Kritik an Angela Merkel ist gar nicht so leicht, denn sie ist eine richtige Streberin, die allen gefallen will mit ihrer guten Arbeit und Sauberkeit und Sachlichkeit. Merkel hat die protestantische Ethik tief ver­innerlicht, deutsche Tugenden sind ihr wichtig, sie will eine Gute sein, eine, die nicht angreifbar ist. Sie mag Deutschland, klar, aber das nationalistische Gekreische und Gezeter findet sie anstrengend und unangemessen. Immer schön in der Mitte, lächeln, winken. Diese nüchterne Sachlichkeit hat sie ins Amt gebracht und im Amt gehalten, sie war eine angenehme Vertreterin dessen, was Anfang des 21. Jahrhundert als das »Ende der Geschichte« in einer neoliberalen Sozialstaatsmassakrierung mündete. Zwar übernahm Merkel deren Erbe vom eher kämpferischen Chauvi-Politiker Gerhard Schröder, der aber selbst in diese von ihm kreierte wirtschaft­liche und soziale Alternativlosigkeit nicht mehr reinpasste. Wie so oft sind die Eigenschaften, die zur Macht bringen, genau die, die am Ende zum Ende führen.

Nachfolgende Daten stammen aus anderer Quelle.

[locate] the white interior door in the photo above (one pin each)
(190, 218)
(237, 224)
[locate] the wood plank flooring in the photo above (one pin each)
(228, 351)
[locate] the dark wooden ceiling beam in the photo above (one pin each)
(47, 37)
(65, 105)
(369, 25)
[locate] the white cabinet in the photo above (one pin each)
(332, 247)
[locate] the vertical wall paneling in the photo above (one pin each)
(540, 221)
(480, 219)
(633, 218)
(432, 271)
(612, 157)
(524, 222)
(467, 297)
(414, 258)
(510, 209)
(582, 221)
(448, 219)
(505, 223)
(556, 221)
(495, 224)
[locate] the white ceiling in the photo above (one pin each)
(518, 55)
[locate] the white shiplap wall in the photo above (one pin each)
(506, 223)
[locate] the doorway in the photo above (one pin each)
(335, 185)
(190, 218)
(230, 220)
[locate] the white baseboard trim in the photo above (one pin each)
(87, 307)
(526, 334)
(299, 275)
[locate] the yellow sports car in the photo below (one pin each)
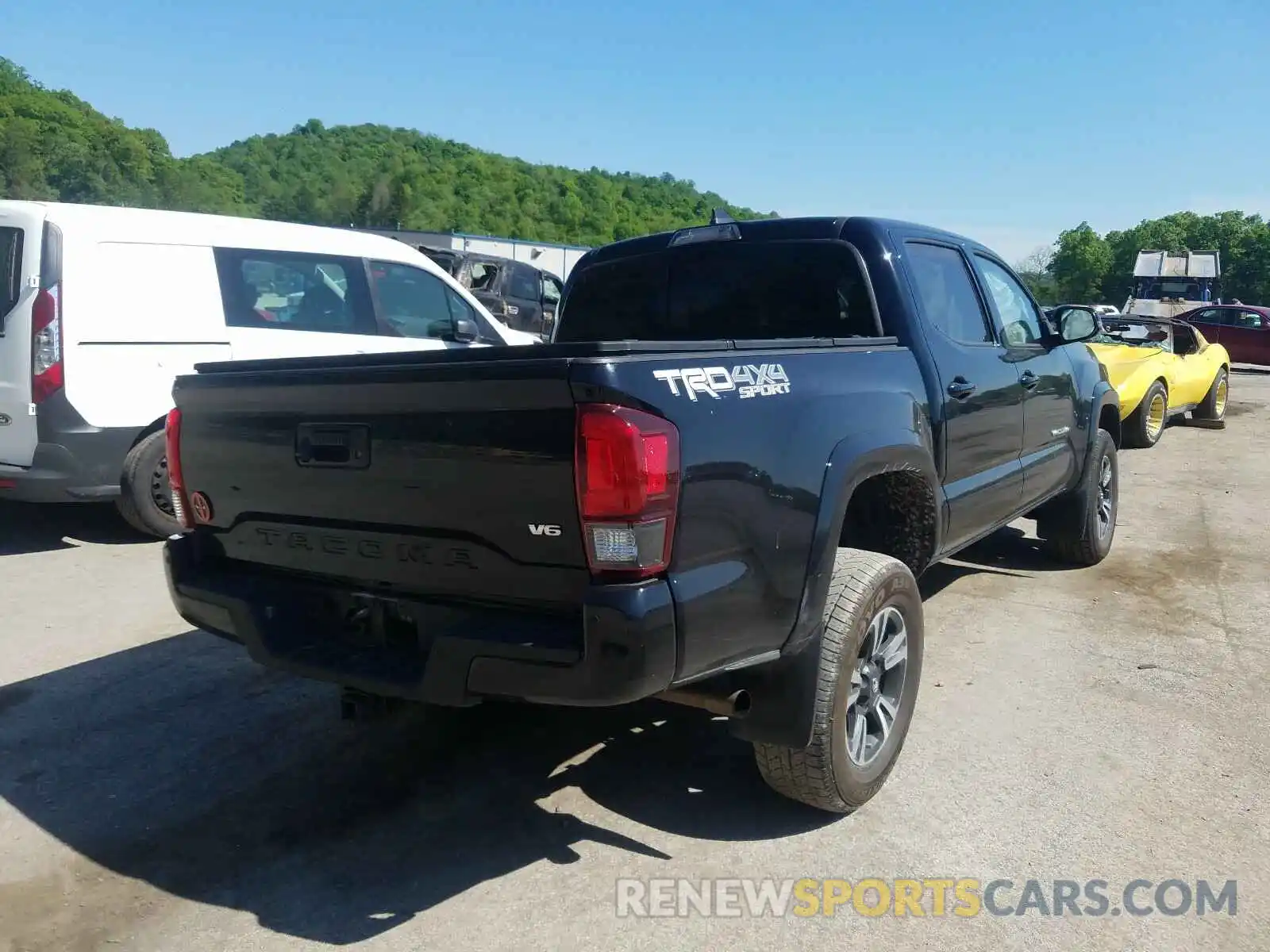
(1161, 368)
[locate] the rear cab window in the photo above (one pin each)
(294, 291)
(723, 291)
(10, 271)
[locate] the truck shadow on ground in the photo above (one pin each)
(1010, 551)
(27, 528)
(184, 766)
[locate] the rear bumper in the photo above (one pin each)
(619, 647)
(74, 461)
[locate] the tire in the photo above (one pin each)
(1080, 527)
(1138, 429)
(865, 588)
(1212, 409)
(145, 476)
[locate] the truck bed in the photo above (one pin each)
(446, 482)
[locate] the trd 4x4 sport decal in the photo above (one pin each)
(746, 381)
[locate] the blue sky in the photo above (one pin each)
(1006, 121)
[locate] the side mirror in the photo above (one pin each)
(1077, 325)
(465, 330)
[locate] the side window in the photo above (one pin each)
(946, 291)
(525, 283)
(483, 276)
(1020, 324)
(291, 291)
(552, 290)
(414, 302)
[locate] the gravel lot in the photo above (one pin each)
(159, 791)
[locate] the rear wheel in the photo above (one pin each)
(1212, 409)
(1147, 423)
(870, 668)
(145, 497)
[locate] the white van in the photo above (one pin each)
(101, 309)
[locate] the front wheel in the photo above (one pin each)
(1080, 526)
(867, 691)
(145, 494)
(1212, 409)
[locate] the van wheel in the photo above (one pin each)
(145, 498)
(870, 668)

Auch bei Angela Merkel ist die nüchterne Sachlichkeit in den vergangenen Wochen und Monaten zu ­einer Farce geworden – sie schweigt, sie duldet, sie will es allen recht machen, Harmonie und Verständnis unter die Leute bringen. Fehlt nur noch, dass sie mit Horst Seehofer und Beatrix von Storch in Bautzen einen Sesselkreis macht. Aber im Kern scheint sie nicht begriffen zu haben, dass Politik so nicht funkti­onieren kann.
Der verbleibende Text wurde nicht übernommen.